Namun, bagi Ibnus, deretan penghargaan tersebut bukanlah pencapaian yang ingin berhenti pada lembar sertifikat dan piala. Berbagai pengalaman yang ia peroleh justru menjadi bekal untuk berbagi ilmu kepada masyarakat melalui seminar, workshop, diskusi sastra, bedah buku hingga pelatihan kepenulisan di berbagai perguruan tinggi dan forum nasional.
Kepercayaan itu mengantarkannya menjadi narasumber pada Webinar Nasional Media Literasi Indonesia-Internasional, Webinar Nasional “Mengulik Ide dalam Penulisan Puisi” Universitas Dharma Andalas, Coaching Clinic Essay High School National Competition, Bedah Buku Fakultas Hukum Universitas Brawijaya, Workshop Pendidikan, Coaching Clinic Brawijaya English Tournament, Podcast Seni Religi Universitas Brawijaya hingga berbagai forum sastra dan budaya.

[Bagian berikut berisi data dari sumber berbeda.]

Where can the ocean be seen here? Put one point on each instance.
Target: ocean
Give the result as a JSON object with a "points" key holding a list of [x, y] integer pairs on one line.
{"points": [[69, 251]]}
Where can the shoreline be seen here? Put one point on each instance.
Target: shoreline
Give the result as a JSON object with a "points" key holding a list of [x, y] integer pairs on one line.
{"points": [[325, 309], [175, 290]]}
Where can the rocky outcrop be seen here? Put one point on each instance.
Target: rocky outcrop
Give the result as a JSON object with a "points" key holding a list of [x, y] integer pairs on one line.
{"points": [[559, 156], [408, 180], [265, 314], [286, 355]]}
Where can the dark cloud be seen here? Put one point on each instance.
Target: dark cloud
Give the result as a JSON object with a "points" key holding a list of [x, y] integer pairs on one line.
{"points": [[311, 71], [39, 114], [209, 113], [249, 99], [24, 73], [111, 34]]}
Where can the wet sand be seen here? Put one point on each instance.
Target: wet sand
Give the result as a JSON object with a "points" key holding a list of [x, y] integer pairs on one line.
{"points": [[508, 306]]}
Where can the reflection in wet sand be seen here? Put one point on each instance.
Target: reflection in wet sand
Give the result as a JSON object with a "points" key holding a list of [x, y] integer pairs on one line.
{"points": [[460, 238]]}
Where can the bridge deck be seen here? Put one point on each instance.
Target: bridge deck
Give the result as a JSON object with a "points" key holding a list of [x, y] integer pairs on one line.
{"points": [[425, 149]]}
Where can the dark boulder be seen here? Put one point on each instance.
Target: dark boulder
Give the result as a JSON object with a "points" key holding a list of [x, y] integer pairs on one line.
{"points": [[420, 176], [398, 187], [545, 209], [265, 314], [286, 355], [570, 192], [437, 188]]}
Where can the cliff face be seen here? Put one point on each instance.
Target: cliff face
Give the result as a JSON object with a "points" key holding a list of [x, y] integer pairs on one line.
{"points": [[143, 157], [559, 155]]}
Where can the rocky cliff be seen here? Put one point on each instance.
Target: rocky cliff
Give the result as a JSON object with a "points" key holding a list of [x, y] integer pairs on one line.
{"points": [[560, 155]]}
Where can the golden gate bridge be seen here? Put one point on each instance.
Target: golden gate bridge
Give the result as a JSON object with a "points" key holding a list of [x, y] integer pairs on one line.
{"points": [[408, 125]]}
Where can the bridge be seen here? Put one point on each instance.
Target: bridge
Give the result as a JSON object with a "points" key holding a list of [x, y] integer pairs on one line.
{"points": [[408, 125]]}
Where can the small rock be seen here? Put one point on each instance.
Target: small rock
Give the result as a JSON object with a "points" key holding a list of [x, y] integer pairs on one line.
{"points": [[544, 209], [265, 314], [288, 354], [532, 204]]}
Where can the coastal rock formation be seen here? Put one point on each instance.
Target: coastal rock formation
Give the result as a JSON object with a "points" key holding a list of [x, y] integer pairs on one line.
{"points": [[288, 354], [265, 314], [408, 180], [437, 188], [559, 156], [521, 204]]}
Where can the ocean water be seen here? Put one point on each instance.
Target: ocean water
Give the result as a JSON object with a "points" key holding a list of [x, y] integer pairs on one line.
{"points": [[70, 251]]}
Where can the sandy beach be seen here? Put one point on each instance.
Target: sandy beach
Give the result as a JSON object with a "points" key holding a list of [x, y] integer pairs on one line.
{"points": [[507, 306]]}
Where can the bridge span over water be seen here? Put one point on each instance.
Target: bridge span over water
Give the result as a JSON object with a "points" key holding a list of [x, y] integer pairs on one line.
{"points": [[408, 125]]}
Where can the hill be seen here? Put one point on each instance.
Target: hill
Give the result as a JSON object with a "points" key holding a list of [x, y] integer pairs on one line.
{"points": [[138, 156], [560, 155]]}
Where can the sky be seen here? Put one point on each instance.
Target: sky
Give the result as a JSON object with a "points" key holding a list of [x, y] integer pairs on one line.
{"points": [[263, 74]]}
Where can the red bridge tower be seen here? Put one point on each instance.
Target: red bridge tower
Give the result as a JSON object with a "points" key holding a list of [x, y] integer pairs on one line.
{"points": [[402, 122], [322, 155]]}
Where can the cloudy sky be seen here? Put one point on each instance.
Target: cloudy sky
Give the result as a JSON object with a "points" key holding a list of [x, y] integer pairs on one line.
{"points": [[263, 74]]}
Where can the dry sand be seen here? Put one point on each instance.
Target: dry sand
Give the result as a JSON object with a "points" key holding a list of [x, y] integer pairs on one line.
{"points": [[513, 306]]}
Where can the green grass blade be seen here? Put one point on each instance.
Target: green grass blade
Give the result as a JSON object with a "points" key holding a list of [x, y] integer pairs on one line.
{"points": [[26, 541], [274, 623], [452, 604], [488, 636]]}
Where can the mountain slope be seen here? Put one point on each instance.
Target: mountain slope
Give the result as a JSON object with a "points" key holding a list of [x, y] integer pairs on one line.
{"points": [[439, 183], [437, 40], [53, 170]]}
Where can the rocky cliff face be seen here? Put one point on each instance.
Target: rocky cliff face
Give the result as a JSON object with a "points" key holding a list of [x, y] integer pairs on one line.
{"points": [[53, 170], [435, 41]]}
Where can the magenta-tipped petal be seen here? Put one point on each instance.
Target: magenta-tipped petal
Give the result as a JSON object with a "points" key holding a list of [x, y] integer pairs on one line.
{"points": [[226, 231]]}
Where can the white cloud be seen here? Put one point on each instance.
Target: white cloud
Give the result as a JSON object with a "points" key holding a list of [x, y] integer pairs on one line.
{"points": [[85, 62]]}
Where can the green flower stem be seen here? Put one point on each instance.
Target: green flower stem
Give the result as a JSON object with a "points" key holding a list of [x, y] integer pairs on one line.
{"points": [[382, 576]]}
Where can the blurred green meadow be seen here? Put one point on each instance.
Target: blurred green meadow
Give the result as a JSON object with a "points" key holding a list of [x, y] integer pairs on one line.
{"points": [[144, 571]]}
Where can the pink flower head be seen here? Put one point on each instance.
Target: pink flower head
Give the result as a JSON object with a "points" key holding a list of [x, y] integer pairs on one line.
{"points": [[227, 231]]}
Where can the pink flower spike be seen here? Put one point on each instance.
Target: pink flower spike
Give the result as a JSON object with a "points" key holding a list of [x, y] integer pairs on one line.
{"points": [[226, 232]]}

Ibnus Shabil saat menjadi narasumber dalam salah satu workshop. (Foto : Ist)
Tidak berhenti di tingkat nasional, kiprah akademiknya juga menembus forum internasional. Ia dipercaya menjadi presenter pada International Conference on Language, Literary and Cultural Studies dengan mempresentasikan penelitian berjudul The Naming System of Pesantren in Malang: A Linguistic Landscape Study, sebuah kajian yang mengangkat penamaan pesantren sebagai bagian dari identitas budaya melalui perspektif linguistik lanskap.
Seluruh perjalanan tersebut kemudian bermuara pada lahirnya Teman Sabil, sebuah ruang kolaborasi yang dirancang bukan sekadar sebagai komunitas, melainkan gerakan kebudayaan yang mempertemukan budaya, bahasa, seni, sastra dan literasi dalam satu ekosistem pembelajaran yang berkelanjutan. Melalui program LIDAYA, Klinik BASASTRA, APRESI, NGOPI, RUMAH, dan SUARA, Teman Sabil mendorong setiap anggotanya untuk belajar, berdiskusi, berkarya, memperoleh apresiasi dan kembali berbagi ilmu kepada masyarakat.
Menurut Ibnus, budaya hanya akan tetap hidup apabila diwariskan dengan cara yang dekat dengan generasi muda. “Harapan terbesar saya, Teman Sabil tidak hanya dikenal sebagai sebuah komunitas, tetapi tumbuh menjadi gerakan kebudayaan yang mampu menghadirkan dampak nyata bagi generasi muda, khususnya di Kabupaten Probolinggo. Saya ingin ruang ini menjadi tempat siapa saja bisa belajar, berbagi, berkarya dan berkolaborasi tanpa memandang latar belakang. Ketika budaya, bahasa, seni dan sastra dikemas secara kreatif dan dekat dengan kehidupan anak muda, saya yakin generasi muda akan kembali bangga terhadap identitas daerahnya,” tuturnya.
Ia berharap Teman Sabil dapat membangun kolaborasi bersama pemerintah daerah, lembaga pendidikan, pegiat budaya, akademisi, perpustakaan hingga komunitas seni agar pelestarian budaya tidak berhenti sebagai kegiatan seremonial, tetapi menjadi gerakan yang terus tumbuh dan memberi manfaat bagi masyarakat.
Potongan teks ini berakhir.